Silnik
: Cichy i elastyczny gdy trzeba. A gdy należy - wstępuje weń diabeł.
5,0
Całokształt
Wspaniały, dynamiczny, ale i oszczędny samochód, nie produkują już takich. 600 km w jedną stronę to dlań Pan Pikuś, kierowca może wysiąść, podciągnąć krawat i odwiedzić królową brytyjską. A ta z grzeczności zapewne zapyta którym modelem Rollsa gość przyjechał i czy kierowcy podano już kawę.
Wrażenia
5,0
Silnik
Większość ludzi nie wierzy w zużycie paliwa, które deklaruję. Ale przy prawie nowym motorze (cóż to jest sto tysięcy...) takie są fakty. Warunek: nie kręcić obrotów na zimnym, myśleć przy eksploatacji - i jeszcze raz myśleć. Instalacja gazowa w tej sytuacji była by zwykłym nieporozumieniem. Dzisiaj 20-letnie auto budzi zdumienie kierowców wielu współczesnych bolidów. I tak ma być!
4,0
Skrzynia biegów
Dobrze - ponieważ zbyt wolno działają synchronizatory pomiędzy trzema pierwszymi biegami.
5,0
Układ jezdny
Wielowahaczowy, wznowiony później w autach, które jako nowe kosztują grubo powyżej stu tysięcy. Jeździ się tym jak go-kartem, choć przestrzegam prze rolą wagi auta: w stanie do jazdy 1300 kg!
Komfort
5,0
Widoczność
Dla mnie, człeka 181 cm doskonała, mniejsi mogą podjechać na stanowisku kierowcy elektrycznie do góry.
5,0
Ergonomia
Po japońsku WZOROWA!
5,0
Wentylacja i ogrzewanie
I cóż tu gadać: jak należy i jak w marzeniach.Zimą można jeździć w t-shircie, latem bez klimy też doskonałe wietrzenie.
5,0
Przestrzeń dla kierowcy i pasażerów
To chyba największy Accord w środku ze wszystkich mi znanych modeli. Z zastrzeżeniem, że trzeba się przyzwyczaić do niskiej pozycji obserwacyjnej. Ale za to patrze prowadzenie!
5,0
Wyciszenie
Jak opisać ciszę? Niestety nie jestem muzykiem...
Ekonomiczność
5,0
Łatwość utrzymania (pod względem kosztów)

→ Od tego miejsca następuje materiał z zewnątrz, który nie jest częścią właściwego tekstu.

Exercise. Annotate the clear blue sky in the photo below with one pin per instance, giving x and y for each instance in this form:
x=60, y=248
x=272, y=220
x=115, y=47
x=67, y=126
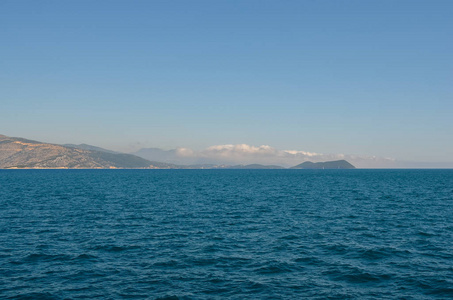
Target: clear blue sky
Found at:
x=357, y=77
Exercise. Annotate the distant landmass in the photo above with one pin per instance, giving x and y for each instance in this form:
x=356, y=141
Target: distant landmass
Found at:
x=337, y=164
x=19, y=153
x=89, y=147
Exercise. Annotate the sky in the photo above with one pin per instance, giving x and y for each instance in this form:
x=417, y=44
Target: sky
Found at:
x=370, y=78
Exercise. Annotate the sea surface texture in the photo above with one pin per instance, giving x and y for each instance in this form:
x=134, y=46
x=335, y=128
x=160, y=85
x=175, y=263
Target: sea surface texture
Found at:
x=226, y=234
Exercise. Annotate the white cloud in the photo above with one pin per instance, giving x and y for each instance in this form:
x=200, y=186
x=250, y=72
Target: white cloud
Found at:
x=265, y=154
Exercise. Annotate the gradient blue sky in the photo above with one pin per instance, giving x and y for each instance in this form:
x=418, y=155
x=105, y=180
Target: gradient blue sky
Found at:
x=356, y=77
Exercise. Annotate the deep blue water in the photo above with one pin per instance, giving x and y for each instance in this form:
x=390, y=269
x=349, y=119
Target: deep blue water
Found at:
x=226, y=234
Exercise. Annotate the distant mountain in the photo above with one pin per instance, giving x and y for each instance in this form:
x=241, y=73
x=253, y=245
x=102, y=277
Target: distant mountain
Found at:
x=17, y=153
x=90, y=147
x=253, y=166
x=157, y=154
x=337, y=164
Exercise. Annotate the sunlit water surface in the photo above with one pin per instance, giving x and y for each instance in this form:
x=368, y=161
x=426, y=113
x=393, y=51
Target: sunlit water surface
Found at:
x=226, y=234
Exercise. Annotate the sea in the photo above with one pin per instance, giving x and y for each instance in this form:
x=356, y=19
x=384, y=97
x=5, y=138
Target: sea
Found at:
x=226, y=234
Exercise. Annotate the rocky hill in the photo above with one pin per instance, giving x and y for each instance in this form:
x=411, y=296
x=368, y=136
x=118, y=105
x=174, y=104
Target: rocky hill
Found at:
x=19, y=153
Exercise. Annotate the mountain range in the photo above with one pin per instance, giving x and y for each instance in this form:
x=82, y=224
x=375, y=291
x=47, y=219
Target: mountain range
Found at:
x=20, y=153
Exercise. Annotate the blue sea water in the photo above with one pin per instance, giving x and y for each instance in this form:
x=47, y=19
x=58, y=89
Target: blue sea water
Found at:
x=226, y=234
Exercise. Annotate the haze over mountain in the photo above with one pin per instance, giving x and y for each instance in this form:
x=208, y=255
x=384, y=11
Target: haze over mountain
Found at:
x=338, y=164
x=244, y=154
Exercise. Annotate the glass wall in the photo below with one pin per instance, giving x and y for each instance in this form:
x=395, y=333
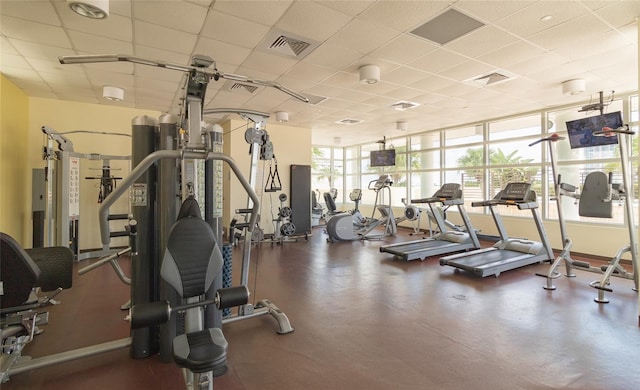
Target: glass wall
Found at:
x=484, y=157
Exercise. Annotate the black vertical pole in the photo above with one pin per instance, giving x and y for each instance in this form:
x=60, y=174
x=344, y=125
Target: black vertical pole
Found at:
x=144, y=271
x=168, y=204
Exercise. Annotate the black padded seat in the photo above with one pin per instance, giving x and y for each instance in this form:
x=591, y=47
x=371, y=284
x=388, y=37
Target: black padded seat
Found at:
x=18, y=271
x=191, y=262
x=201, y=351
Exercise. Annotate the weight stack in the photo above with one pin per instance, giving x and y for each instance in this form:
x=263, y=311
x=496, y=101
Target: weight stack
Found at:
x=227, y=281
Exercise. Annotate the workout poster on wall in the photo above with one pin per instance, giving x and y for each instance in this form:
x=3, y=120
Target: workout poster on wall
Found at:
x=74, y=186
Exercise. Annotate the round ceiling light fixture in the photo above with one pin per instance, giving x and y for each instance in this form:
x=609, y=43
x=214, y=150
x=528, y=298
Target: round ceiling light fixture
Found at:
x=113, y=93
x=369, y=74
x=573, y=87
x=94, y=9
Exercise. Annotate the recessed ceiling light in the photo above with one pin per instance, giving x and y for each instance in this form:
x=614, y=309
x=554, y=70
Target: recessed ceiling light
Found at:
x=94, y=9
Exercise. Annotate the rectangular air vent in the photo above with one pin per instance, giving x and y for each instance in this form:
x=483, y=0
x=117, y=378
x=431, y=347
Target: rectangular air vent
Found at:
x=313, y=99
x=349, y=121
x=446, y=27
x=287, y=44
x=242, y=87
x=403, y=105
x=493, y=78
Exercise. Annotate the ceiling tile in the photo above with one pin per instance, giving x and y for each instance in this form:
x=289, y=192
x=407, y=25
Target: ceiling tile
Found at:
x=314, y=20
x=437, y=61
x=39, y=51
x=511, y=54
x=160, y=55
x=15, y=61
x=94, y=44
x=618, y=14
x=268, y=63
x=405, y=76
x=221, y=51
x=37, y=11
x=362, y=36
x=177, y=15
x=263, y=12
x=478, y=42
x=160, y=37
x=233, y=30
x=403, y=16
x=404, y=48
x=25, y=30
x=114, y=27
x=526, y=22
x=491, y=11
x=332, y=56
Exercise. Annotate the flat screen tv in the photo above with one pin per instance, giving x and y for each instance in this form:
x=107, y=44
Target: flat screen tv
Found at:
x=581, y=130
x=383, y=158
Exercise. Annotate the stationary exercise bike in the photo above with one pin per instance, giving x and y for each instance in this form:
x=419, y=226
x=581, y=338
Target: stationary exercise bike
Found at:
x=341, y=226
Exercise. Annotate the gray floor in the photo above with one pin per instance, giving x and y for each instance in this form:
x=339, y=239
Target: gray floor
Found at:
x=366, y=321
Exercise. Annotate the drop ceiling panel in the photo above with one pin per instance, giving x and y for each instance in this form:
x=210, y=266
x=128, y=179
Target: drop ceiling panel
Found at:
x=527, y=21
x=161, y=74
x=37, y=11
x=308, y=71
x=114, y=27
x=34, y=32
x=12, y=60
x=404, y=48
x=36, y=50
x=222, y=51
x=100, y=77
x=263, y=12
x=405, y=76
x=512, y=54
x=312, y=20
x=352, y=8
x=480, y=41
x=342, y=80
x=176, y=15
x=362, y=36
x=160, y=37
x=268, y=63
x=21, y=75
x=404, y=15
x=234, y=30
x=491, y=10
x=88, y=43
x=438, y=60
x=332, y=56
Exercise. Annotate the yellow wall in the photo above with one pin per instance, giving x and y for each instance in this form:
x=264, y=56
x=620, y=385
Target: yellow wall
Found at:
x=64, y=116
x=292, y=146
x=15, y=175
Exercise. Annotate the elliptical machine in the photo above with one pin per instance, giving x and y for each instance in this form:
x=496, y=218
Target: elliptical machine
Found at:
x=341, y=227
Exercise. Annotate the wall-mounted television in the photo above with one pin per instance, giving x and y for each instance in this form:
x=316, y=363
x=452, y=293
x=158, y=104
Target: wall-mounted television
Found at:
x=382, y=158
x=581, y=130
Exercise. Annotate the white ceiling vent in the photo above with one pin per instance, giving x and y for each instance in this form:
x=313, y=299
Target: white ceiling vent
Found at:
x=446, y=27
x=313, y=99
x=493, y=78
x=349, y=121
x=404, y=105
x=235, y=86
x=287, y=44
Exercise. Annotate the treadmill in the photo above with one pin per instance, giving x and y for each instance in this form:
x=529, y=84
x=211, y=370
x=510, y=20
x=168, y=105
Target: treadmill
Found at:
x=446, y=240
x=508, y=253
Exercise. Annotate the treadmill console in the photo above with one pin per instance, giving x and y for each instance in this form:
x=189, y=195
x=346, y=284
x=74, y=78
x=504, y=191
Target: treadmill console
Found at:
x=515, y=192
x=449, y=191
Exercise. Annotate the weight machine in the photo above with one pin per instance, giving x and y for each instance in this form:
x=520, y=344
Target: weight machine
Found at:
x=157, y=183
x=603, y=192
x=63, y=191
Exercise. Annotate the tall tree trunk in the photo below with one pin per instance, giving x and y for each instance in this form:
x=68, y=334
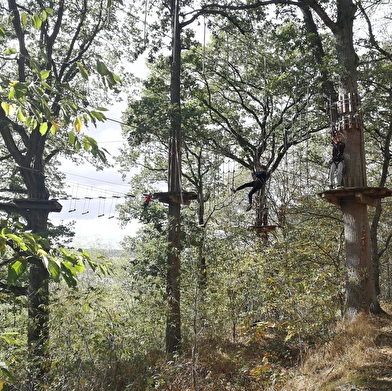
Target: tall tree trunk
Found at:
x=360, y=284
x=361, y=293
x=173, y=322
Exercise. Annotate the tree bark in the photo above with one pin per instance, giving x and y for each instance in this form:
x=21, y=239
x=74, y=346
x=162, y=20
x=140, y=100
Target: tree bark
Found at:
x=173, y=321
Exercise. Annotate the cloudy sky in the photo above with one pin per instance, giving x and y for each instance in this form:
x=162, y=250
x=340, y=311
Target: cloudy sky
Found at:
x=95, y=194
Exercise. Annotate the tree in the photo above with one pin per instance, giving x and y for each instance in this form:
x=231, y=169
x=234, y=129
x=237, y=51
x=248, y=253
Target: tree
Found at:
x=51, y=56
x=361, y=292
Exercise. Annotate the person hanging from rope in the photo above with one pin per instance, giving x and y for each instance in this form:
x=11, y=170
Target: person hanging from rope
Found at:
x=337, y=162
x=259, y=178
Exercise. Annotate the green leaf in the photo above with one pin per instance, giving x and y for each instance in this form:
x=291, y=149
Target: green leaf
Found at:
x=37, y=22
x=54, y=270
x=71, y=137
x=82, y=70
x=44, y=74
x=78, y=124
x=9, y=51
x=20, y=115
x=43, y=128
x=15, y=270
x=102, y=68
x=23, y=18
x=98, y=115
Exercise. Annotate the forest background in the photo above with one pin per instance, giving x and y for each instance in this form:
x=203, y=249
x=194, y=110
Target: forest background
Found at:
x=250, y=302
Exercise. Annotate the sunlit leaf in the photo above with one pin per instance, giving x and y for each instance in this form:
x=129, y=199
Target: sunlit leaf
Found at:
x=102, y=68
x=16, y=270
x=9, y=51
x=43, y=128
x=6, y=107
x=54, y=270
x=82, y=70
x=44, y=74
x=37, y=22
x=78, y=124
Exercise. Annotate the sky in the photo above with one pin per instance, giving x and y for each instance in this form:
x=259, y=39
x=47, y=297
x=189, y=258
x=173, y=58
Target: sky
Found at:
x=95, y=194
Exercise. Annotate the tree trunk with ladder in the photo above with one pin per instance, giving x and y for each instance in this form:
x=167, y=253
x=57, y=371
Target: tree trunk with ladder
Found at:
x=173, y=320
x=361, y=293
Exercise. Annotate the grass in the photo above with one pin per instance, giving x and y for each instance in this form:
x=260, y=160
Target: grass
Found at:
x=358, y=357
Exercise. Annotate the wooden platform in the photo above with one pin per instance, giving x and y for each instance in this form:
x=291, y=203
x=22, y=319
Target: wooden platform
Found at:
x=29, y=203
x=363, y=195
x=184, y=197
x=263, y=228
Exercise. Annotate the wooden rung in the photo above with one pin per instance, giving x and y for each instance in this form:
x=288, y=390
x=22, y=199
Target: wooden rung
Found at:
x=364, y=199
x=177, y=198
x=364, y=195
x=263, y=228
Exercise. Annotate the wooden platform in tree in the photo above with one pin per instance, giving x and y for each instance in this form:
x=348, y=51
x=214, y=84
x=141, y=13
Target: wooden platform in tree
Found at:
x=363, y=195
x=263, y=228
x=184, y=197
x=30, y=203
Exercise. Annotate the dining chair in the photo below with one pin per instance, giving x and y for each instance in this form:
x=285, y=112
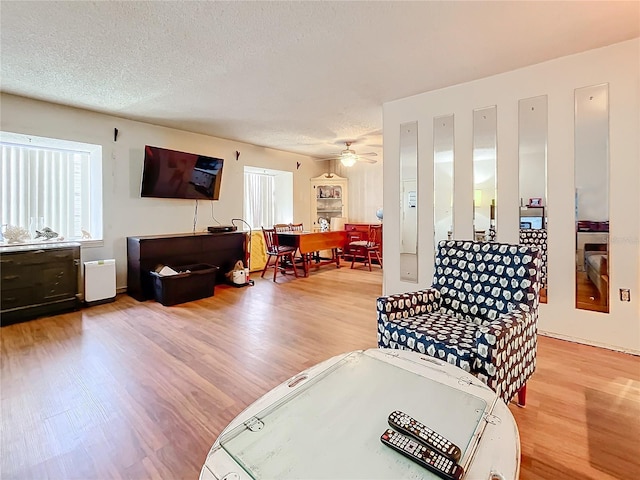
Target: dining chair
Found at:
x=282, y=254
x=282, y=227
x=365, y=249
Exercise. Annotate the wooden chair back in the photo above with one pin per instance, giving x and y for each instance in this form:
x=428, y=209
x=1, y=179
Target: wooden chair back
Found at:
x=375, y=235
x=271, y=240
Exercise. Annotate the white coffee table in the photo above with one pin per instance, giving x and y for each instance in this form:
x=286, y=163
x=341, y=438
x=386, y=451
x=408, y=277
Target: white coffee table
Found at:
x=326, y=422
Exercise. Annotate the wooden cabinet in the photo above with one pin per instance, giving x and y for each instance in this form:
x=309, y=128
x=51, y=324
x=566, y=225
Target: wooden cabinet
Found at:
x=360, y=231
x=144, y=253
x=329, y=195
x=583, y=238
x=38, y=280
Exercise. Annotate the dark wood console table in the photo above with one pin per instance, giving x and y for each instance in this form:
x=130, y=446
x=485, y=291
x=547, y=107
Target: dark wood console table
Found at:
x=38, y=279
x=144, y=253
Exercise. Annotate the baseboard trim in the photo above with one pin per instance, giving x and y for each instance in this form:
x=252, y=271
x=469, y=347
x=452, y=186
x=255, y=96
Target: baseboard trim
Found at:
x=583, y=341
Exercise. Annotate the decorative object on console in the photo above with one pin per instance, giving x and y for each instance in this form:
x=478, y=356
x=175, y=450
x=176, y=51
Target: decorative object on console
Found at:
x=484, y=323
x=15, y=234
x=46, y=233
x=329, y=198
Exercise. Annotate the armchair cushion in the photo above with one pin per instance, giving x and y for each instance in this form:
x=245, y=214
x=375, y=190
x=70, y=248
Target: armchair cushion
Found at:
x=435, y=334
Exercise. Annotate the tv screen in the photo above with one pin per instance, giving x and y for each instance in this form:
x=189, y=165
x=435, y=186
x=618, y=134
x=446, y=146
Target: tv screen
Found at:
x=531, y=222
x=172, y=174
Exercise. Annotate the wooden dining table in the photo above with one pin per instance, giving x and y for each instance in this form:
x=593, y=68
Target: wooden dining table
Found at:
x=308, y=243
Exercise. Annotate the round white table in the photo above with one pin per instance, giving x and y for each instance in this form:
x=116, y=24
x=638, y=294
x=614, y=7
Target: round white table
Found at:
x=326, y=422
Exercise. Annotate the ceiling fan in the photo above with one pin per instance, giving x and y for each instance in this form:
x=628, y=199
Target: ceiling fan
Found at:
x=349, y=157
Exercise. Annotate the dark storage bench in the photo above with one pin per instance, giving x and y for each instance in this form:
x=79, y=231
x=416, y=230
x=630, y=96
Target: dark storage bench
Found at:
x=144, y=253
x=199, y=282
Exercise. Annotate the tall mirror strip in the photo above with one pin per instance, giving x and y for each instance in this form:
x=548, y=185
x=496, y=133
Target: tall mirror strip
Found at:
x=443, y=157
x=591, y=149
x=409, y=202
x=484, y=174
x=532, y=162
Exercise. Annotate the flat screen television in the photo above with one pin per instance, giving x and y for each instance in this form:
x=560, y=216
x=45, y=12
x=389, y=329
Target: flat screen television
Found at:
x=531, y=222
x=171, y=174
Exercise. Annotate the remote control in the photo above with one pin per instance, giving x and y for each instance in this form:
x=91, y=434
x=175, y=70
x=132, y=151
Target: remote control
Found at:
x=410, y=426
x=430, y=459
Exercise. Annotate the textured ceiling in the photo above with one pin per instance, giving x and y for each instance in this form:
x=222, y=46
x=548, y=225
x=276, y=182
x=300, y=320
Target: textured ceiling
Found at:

Proszę spojrzeć na tabelkę spalania: to prawda. Oczywiście ktoś, kto notorycznie kręci powyżej 4 tysięcy obrotów na każdym biegu uzyska nieco inny wynik. Tyle że ten motor jest na tyle elastyczne, iż bez sensu taka wyczynowa jazda. W końcu do tego służą CRX-y, nie Accordy, prawda?
4,0
Stosunek jakość/cena
Dobre używane egzemplarze do tanich nie należą. Za dobry zatem pozornie się przepłaca. W rzeczywistości to fikcja, jakość nie ma ceny, a charakter pojazdu jeszcze podbija te określenia: to nie jest samochód dla każdego, tu trzeba mieć w sobie dumę i poczucie niezależności. Przyznam się, że miałem chwilę słabości i wystawiłem auto do sprzedaży. Przyjechało kilku mądrali chcących zbić cenę do poziomu używanego Trabanta. Byłem nieuprzejmy i nie żałuję. Skąd to się w człowieku bierze?
Niezawodność
5,0
Bezawaryjność (drobiazgi)
Wymieniałem co było w każdym samochodzie do wymiany: tarcze, klocki, oleje i filtry. Wszystkie części ogólnodostępne i co najważniejsze tanie.
5,0
Bezawaryjność (poważne usterki)
Jeśli nie było - to czyż muszę pisać bajkę?